Moving apart from the appraisal issues, another big problem I sometimes see is a lack of seriousness about these transactions. If you are the person with the authority to make a multimillion-dollar decision, you really should be acting more like a private investor who is putting his own money on the line. You should act as if this is your retirement security at stake. Act as if you are investing 100% of your retirement. What process would you employ if that were the case? I guarantee you that the process you would employ would not be a checklist, pro-forma type of thing.

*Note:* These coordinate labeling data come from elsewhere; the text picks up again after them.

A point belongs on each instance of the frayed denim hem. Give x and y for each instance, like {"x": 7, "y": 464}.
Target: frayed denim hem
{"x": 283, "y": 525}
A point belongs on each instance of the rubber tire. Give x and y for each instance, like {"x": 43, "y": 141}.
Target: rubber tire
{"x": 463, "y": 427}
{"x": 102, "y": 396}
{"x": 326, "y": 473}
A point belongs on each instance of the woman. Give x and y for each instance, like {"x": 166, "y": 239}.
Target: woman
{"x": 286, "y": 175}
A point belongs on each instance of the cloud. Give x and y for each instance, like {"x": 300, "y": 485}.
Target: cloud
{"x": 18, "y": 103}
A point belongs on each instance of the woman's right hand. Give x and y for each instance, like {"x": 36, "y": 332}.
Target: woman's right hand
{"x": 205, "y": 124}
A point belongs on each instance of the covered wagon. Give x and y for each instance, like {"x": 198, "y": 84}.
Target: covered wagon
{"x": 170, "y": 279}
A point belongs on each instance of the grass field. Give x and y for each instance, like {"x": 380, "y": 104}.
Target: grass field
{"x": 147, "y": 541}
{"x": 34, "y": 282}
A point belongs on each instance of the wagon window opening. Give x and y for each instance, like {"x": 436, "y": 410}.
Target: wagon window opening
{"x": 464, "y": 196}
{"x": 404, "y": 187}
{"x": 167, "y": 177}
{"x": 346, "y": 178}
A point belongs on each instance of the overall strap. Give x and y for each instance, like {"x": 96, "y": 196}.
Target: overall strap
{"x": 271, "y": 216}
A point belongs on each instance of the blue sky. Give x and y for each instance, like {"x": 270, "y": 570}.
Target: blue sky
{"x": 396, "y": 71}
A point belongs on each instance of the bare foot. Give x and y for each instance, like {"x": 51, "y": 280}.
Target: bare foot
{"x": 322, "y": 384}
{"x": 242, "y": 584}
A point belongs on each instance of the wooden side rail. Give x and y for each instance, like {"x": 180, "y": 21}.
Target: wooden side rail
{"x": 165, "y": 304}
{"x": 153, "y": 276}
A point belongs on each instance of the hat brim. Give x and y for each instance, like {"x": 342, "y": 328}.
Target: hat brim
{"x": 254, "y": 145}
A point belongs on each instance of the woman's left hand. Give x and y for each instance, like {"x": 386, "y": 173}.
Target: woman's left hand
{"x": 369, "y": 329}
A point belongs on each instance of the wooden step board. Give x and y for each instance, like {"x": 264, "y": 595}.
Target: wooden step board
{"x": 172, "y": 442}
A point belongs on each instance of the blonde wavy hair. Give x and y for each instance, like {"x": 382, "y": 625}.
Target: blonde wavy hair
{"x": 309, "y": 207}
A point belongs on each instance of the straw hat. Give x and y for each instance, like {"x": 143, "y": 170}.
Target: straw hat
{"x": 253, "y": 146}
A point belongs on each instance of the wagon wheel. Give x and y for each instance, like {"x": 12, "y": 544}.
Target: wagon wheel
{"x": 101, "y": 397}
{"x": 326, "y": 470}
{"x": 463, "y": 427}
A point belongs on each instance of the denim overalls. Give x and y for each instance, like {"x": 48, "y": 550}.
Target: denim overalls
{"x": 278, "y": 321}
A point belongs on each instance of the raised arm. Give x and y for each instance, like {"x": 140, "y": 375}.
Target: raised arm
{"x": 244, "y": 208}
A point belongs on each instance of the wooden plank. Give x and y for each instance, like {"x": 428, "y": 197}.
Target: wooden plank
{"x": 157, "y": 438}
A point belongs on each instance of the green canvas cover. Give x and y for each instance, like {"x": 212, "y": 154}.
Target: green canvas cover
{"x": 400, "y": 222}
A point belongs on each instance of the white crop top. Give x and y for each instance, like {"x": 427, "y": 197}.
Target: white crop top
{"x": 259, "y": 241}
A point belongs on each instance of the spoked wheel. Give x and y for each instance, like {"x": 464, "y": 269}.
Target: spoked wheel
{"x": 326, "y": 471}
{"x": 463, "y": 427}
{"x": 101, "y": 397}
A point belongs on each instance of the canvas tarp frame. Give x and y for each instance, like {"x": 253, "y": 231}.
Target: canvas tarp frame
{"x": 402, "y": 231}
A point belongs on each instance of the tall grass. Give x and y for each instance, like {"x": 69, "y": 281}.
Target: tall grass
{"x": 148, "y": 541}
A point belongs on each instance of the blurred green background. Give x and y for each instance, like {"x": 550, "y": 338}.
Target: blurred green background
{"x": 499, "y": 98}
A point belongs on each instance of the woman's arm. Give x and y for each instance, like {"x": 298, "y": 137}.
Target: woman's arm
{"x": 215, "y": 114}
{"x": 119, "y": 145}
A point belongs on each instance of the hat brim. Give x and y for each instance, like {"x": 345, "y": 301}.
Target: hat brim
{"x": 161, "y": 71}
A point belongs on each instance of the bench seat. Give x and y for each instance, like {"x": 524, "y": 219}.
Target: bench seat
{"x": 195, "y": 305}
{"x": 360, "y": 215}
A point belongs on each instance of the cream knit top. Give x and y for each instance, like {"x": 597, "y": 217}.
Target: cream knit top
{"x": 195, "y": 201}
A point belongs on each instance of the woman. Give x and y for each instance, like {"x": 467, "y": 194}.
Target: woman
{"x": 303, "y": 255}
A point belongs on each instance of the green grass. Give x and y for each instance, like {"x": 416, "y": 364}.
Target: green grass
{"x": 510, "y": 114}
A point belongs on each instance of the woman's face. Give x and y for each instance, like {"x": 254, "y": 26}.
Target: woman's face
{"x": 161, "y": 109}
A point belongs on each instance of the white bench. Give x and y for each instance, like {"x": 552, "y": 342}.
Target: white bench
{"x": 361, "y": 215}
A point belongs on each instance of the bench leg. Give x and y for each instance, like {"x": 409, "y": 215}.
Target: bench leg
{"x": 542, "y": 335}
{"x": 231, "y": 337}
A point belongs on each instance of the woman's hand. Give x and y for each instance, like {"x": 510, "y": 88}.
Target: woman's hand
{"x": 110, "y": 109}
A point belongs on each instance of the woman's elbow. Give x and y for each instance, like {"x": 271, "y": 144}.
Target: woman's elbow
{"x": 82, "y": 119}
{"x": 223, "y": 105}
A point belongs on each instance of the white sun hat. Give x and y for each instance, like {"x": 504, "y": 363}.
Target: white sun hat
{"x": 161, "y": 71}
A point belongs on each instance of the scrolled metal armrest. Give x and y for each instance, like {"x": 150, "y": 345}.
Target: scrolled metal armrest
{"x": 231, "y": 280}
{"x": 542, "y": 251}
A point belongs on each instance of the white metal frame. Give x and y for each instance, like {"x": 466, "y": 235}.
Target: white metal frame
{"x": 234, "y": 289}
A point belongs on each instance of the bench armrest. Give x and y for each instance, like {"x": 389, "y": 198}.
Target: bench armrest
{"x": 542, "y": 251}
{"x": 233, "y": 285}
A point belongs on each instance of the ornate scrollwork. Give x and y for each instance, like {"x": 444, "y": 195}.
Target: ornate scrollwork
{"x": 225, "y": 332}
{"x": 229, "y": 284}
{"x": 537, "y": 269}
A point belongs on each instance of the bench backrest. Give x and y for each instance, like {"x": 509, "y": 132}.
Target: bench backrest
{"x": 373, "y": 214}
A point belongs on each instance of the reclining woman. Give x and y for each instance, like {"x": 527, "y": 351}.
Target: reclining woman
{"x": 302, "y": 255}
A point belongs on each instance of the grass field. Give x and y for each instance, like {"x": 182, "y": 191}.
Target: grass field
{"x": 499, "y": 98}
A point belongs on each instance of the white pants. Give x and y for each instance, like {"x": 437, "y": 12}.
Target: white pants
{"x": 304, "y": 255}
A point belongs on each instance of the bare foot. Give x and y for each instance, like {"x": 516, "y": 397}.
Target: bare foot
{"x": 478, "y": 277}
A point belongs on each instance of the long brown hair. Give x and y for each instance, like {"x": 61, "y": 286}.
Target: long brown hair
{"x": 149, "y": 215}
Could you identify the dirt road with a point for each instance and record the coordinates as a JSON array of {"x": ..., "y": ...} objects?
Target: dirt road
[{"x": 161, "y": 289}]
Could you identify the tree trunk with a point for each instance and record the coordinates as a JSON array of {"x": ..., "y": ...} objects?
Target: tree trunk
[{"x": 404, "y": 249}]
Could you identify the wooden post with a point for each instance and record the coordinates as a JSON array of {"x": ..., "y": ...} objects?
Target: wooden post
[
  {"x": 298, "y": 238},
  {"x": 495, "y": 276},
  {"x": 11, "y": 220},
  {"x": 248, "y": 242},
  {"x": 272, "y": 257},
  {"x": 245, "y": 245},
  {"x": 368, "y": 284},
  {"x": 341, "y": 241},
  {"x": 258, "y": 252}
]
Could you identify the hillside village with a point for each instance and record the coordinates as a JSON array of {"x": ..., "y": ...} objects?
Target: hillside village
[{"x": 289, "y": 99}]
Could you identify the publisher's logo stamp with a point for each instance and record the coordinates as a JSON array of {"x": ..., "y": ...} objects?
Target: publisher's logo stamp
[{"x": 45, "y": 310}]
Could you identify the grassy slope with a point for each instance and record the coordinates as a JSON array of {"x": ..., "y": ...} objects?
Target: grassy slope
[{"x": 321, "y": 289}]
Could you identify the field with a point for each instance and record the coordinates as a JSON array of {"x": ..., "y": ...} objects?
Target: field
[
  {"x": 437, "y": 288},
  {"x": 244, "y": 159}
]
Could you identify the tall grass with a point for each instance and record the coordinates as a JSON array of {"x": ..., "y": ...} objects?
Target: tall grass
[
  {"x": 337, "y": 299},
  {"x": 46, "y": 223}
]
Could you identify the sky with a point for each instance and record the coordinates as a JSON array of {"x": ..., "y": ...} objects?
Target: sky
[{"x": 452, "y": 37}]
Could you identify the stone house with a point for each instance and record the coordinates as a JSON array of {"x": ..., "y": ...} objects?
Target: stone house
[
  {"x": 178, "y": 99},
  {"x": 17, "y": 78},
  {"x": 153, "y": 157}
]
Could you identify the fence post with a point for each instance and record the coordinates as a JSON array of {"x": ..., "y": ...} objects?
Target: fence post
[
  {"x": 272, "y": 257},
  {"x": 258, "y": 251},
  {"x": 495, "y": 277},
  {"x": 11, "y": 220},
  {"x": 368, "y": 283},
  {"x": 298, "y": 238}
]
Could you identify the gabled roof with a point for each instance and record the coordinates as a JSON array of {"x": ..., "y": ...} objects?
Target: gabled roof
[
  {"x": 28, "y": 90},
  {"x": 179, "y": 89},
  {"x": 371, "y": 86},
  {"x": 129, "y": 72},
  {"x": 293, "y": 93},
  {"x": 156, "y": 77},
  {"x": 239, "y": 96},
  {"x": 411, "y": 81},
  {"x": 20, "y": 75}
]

If you were investing your own money, you wouldn't just go through the motions. You wouldn't just hire the appraiser to make sure you got the opinion you wanted. You would be kicking the tires and making sure that the deal made sense both from a process standpoint and a substantive standpoint. I'm not saying this isn't the way it usually works, but in the cases we bring, it's never how it works.
Another issue we have seen in our cases that's troubling is that we don't actually see negotiations. If we do see negotiations, they are very marginal and generally regard some very minor provisions of the purchase agreement that do not result in increasing or protecting the benefits the ESOP is supposed to provide participants. We do not see a lot of haggling over price. We do not see a lot of pushing back. Indeed, in some cases, we see trustees actively working with the seller to come up with ways to maximize tax benefits for the seller to the detriment of the plan.
From "Development and Application of Company Management-Prepared Projections in an ESOP Valuation" (footnotes omitted)It is intuitive that when applying the DCF method in an ESOP valuation, wholesale acceptance of management projections may reduce or eliminate the valuation analyst's objectivity. If data provided by management is blindly accepted by the valuation analyst as being appropriate and reasonable, the conclusion of value may not be indicative of the expected cash flows of the employer corporation.
In applying the DCF method in an ESOP valuation, the valuation analyst's due diligence process generally should include a detailed analysis of the assumptions on which management's projections are based. As presented in Understanding Business Valuation, several general factors that the valuation analyst should consider in analyzing management projections include company-specific factors, economic conditions, and industry trends.
In looking at company-specific factors, Current Perspectives on ESOP Valuation and Enforcement suggests analyzing the financial projections assumptions related to (1) revenue and receivables; (2) cost of sales and inventory; (3) other costs/expenses (e.g., selling, general, and administrative expenses); (4) property and equipment (capital expenditures), including the related depreciation; (5) capital structure; and (6) income taxes.